Email marketing remains the primary marketing channel for businesses. But email marketers face the biggest challenge in getting their emails into inboxes.
What happens to those emails that don’t make it to the inbox? That’s where the return path email enters. It provides you with the reason backed by data behind the bounces.
This guide is a deep dive into return path email and lets you know about it.
Let’s jump right in.
Table of contents
- What is a return path email?
- How does the return path work?
- Importance of return path in email marketing
- How to create a custom return path?
- Variable envelope return path(VERP)
What is a return path email?
The return path email is an email header communicating with SMTP servers regarding where bounced emails should be sent, basically the Non-delivery report.
This keeps you - the sender, in the loop with undelivered emails as the return path fetches the reason behind delivery errors. During the SMTP session, the recipient's email server generates the return path, which captures the original data from the sender's information.
Let’s understand how the return path works.
How does the return path work?
Let’s say you send your email campaign of 100 messages. The first part of the email journey is having the recipient’s Mailbox providers receive the message, ensuring complete delivery. While the second half of the email journey begins here and ends with getting your emails delivered to your inbox.
There’s a possibility that not all your emails will be delivered to your inbox. What happens to these emails? The emails would have bounced. Bounces are of two types: Soft and hard bounces.
💡Related guide: All About Hard Bounce & Soft Bounce
What happens after the bounce? Where do they go?
Your inbox might be flooded with non-delivery messages, or you may need to realize why they bounce. Either way, it's detrimental to the sender's reputation.
That’s why we need to know the working of the return path email header. The return path header is not inserted at the beginning of the SMTP session. According to RFC 5321, the recipient’s mailbox inserts the return path after accepting it.
There should exist only one return path, and as and when they result in a bounce, the mail servers will send email notifications to the return path’s address. Undeliverable messages may be notified in separate emails or as one email.
Importance of return path in email marketing
Dealing with bounces is a headache, and the number of undelivered messages just adds to the clutter of your inbox without a return path.
Using a return path header also helps in the DMARC authentication process of emails. Failing this authentication check exposes emails to phishing attacks.

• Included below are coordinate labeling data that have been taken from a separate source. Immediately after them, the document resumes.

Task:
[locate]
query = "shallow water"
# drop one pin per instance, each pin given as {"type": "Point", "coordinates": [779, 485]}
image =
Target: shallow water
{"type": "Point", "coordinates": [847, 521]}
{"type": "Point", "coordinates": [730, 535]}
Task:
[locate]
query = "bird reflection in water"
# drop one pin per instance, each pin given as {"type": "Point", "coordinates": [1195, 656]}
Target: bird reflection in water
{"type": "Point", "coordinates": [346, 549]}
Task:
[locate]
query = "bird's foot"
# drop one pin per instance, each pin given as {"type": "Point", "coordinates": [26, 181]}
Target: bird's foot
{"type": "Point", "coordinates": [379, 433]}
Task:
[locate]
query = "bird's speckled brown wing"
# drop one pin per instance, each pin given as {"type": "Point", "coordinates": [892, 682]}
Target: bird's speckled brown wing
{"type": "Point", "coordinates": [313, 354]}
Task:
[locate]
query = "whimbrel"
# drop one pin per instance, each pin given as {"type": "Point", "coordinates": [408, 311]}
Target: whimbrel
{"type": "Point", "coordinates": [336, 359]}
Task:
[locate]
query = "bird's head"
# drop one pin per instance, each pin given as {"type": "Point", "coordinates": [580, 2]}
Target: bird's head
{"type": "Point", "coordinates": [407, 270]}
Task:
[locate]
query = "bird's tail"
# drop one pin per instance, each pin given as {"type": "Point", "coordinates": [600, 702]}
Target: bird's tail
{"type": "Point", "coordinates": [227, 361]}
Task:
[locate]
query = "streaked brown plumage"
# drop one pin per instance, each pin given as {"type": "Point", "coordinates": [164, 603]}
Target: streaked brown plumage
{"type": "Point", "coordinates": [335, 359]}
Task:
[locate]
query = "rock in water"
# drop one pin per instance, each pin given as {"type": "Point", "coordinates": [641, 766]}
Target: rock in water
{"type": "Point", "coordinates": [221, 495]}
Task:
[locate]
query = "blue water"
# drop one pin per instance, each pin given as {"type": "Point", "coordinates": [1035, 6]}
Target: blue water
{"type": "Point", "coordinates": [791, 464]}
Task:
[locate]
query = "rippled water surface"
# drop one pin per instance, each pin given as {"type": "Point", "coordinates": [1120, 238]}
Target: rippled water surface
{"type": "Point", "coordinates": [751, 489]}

To pass the DMARC authentication, emails must pass the alignment tests posed by SPF and DKIM. Because without this, emails get rejected, thus damaging your email deliverability and the sender’s score.
In addition to this, your inbox is clutter-free as you can carry on with your work and attend to bounce errors whenever you want.
How to create a custom return path?
Some email service providers like Mailmodo let you create your custom return path. This includes setting up a custom return path domain within the platform and verifying it with the DNS record.
The steps vary with every email service provider's policy and configurations regarding domain setup. Look into the ESP’s documentation to check for step-by-step instructions.
With a custom return path domain, the SPF alignment is achieved easily. Since Sender Policy Framework is a path-based authentication system that protects domains from spoofing by allowing senders to specify which email servers are permitted to send messages on behalf of the domain. It matches the sender's IP address with the approved IP address. If you get through, your emails reach the inbox, or be prepared to land in spam.
Variable envelope return path(VERP)
Variable Envelope Return Path (VERP) is a technique used in email systems to detect and remove undeliverable email addresses automatically. Each recipient uses a different return path or envelope sender address. It is especially useful for managing bounced emails and improving delivery rates.
It helps streamline the process of identifying undeliverable addresses and managing bounce notifications. Email senders can more effectively manage bounce messages by having separate return paths for each recipient, which helps maintain clean recipient lists and improve deliverability.
The return path email is akin to perfecting a dance move - implementing it helps analyze and ensure the reason behind the bounce and helps tailor your efforts to have your message land exactly in the inbox. In addition to providing a place for bounced emails, return path email also holds raw data that made them occur in the first place, which is a crucial component of email delivery and deliverability.